The last day (with bonus wildlife)
The next day I got up early to the disappointment of the girls[3. Claire had set down the rule the night before that whoever wakes first is responsible for waking the others so we wouldn’t miss out on the morning.], and went out to take some photos (some pics at the bottom of this post, or see the full set on mine and Kelly’s Flickr page). The beach was quite cool at 8:30am. The sun was just peeking over the mountains and starting to hit the sand. I sat on the beach and contemplated the day. Then I saw crabs.
Sand crabs, about 10cm long. There were quite a few of them rummaging across the beach and building their little houses in the sand. One little guy was even surfing the shore break! I followed him pretty closely, and shot some video of him building his house.
Pretty incredible. I felt I was David Attenborough for a little while.
I returned to camp to find the girls having breakfast in a nearby brekky place, and a couple of Oriental Pied Hornbills in a tree. Pleasant surprise after pleasant surprise.
After brekkie we swam and sunburned some more before it was time to pack up and leave. I wish we could’ve stayed an extra day. I was starting to see the appeal of having nothing to do on a beach all day long.
The drive home
Another thing I didn’t expect to be doing on my long weekend was having a car accident. It wasn’t big, in fact is was quite minor. A woman had slowly run into the back of our CRV, resulting in a busted headlight and dented bonnet on her car and only a couple of scratches on our spare wheel cover. After inspecting the ‘damage’ and asking what happened (she was looking at the GPS unit in her lap), we parted ways. Not worth the hassle of any official business. Peter Fong agreed[4. Peter Fong is the guy we bought our cars from. He told us to contact him if we needed anything while staying in Malaysia, and to call him first if we had any accident or trouble in the cars.].
Once we got closer to the city, the traffic ground to a halt. I’m not sure of the exact time we got home, but I know it was more than an hour and a half longer than the GPS unit had predicted.
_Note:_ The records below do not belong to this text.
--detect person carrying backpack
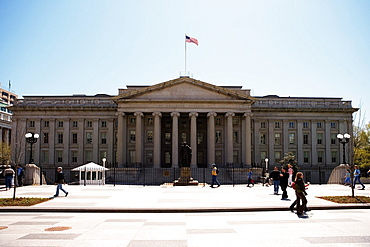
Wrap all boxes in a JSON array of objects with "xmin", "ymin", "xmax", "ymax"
[{"xmin": 210, "ymin": 164, "xmax": 220, "ymax": 188}]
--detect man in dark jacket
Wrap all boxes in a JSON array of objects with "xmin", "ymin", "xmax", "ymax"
[
  {"xmin": 54, "ymin": 167, "xmax": 68, "ymax": 197},
  {"xmin": 270, "ymin": 166, "xmax": 281, "ymax": 195},
  {"xmin": 280, "ymin": 167, "xmax": 289, "ymax": 199}
]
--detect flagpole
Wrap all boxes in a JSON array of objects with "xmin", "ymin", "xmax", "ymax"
[{"xmin": 185, "ymin": 34, "xmax": 187, "ymax": 76}]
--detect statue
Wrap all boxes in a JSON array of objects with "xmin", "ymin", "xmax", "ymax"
[{"xmin": 179, "ymin": 142, "xmax": 192, "ymax": 167}]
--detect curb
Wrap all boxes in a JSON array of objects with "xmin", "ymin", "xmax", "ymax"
[{"xmin": 1, "ymin": 204, "xmax": 370, "ymax": 213}]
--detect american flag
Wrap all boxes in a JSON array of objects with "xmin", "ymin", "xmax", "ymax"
[{"xmin": 186, "ymin": 35, "xmax": 198, "ymax": 46}]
We’ve been told by locals not to come home too late at the end of a weekend or holiday, and now we know why. Lucky we had 3G reception on our iPhones to catch up on a few days of email and tweets.
We returned home to hot showers, couches, and Italian food at a nearby restaurant. All things considered, it was a pretty awesome few days. Living in a tropical country does have it’s benefits, not the least of which are interesting, stingy, and colourful creatures. I hope to get back to Pangkor Island again. Probably next Ramadan.